What is truly remarkable about White God is its ambitious use of live animals to tell a gripping and emotional story that does not rely too heavily on dialogue or exposition. Rather, the canine portions of the film move along at speed from one set piece to the next, and all the conflict is presented on screen through action and movement alone. The cinematography is constantly at ground level, placing the audience in the point of view of Hagen and at the centre of the action. Humans are large and mostly terrifying, yet the larger they loom the more pathetic they appear, while other dogs present unique challenges or opportunities mostly as comrades-in-arms against their two-legged adversaries.
However, this kind of fast-paced filmmaking would be for naught if the animals were not also handled with the same steady hand. The casting and handling of the canine actors is the film’s greatest achievement. Hagen and his friends are able to emote like the best human actors and even outshine the ones they co-star with in this very film. Hagen certainly appears to have great dramatic and emotional range, and even though intellectually it is apparent that the scene around him is what dictates the emotional response, it is impossible not to feel for him, especially when he fights back against his conditioning in a dog fighting pit.

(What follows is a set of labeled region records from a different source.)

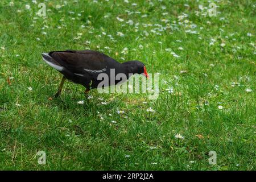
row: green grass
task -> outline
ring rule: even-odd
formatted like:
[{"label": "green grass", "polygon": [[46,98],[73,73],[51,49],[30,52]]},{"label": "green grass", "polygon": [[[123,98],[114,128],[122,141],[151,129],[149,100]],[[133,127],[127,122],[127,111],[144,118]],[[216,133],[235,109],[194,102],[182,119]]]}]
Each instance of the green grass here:
[{"label": "green grass", "polygon": [[[255,170],[256,4],[219,1],[210,17],[199,8],[208,1],[1,1],[0,169]],[[45,19],[36,15],[40,2]],[[62,100],[48,100],[61,76],[41,53],[68,49],[141,60],[160,73],[158,99],[94,90],[88,100],[82,86],[67,82]],[[38,164],[39,151],[46,165]]]}]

At its core White God is a film about class with dogs cast as the oppressed lower class, especially the “mongrels,” which are considered the lowest of the low. Rather than tackle class issues head on, director Kornél Mundruczó instead goes for an allegorical truth, presenting his concerns in the form of an animal focused revenge narrative, which like all good genre fiction, melodramatically highlights the themes at play. By going broader than a traditional moralistic drama, Mundruczó can invite a more universal audience to ponder and reflect on not only how humanity treats its animal brethren, but also each other.
Unfortunately, where the film fails to maintain its pace and thematic resonance is in the scenes solely featuring human characters. While Hagen is off on his dangerous adventure, the story occasionally re-focuses on Lili as she struggles to come to terms with the fact her beloved dog is gone and probably dead. While these scenes go a little further in delineating the divide between the animals and the humans and where this divide both widens and narrows, it also brings the film to a grinding halt. While the rest of White God is exciting and fascinating, the scenes with Lili feel like padding. This pacing problem does not make the film unwatchable, not by any stretch, but it does significantly soften its overall impact.

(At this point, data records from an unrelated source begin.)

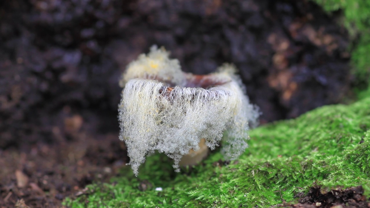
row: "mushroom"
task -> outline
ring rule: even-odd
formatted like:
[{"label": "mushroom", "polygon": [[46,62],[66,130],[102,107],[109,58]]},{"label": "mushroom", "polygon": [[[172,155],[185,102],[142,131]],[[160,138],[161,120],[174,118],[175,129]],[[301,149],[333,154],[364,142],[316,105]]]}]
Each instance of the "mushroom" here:
[{"label": "mushroom", "polygon": [[258,124],[258,108],[250,103],[233,65],[194,75],[169,56],[152,47],[128,64],[120,81],[120,138],[136,175],[149,153],[164,152],[178,172],[181,161],[188,165],[201,160],[223,137],[225,159],[236,159],[248,146],[248,129]]}]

White God is an ambitious film. The casting of animal actors in occasionally nerve-wracking scenarios is a risky proposition for any filmmaker, yet director Kornél Mundruczó’s reach does not exceed his grasp and he accomplishes this task with a style and sensitivity that culminates in a thrilling and at times dark canine adventure story. It is only when the filmmaker tries to combine these scenes with the more elementary ones with his human characters where the whole endeavour falls back down to earth. If only the film had committed fully to Hagen’s story then it could very well have been a near masterpiece. As it stands, though, it is a touch underwhelming.
White God is an ambitious and thrilling, if a little uneven, canine-centric drama.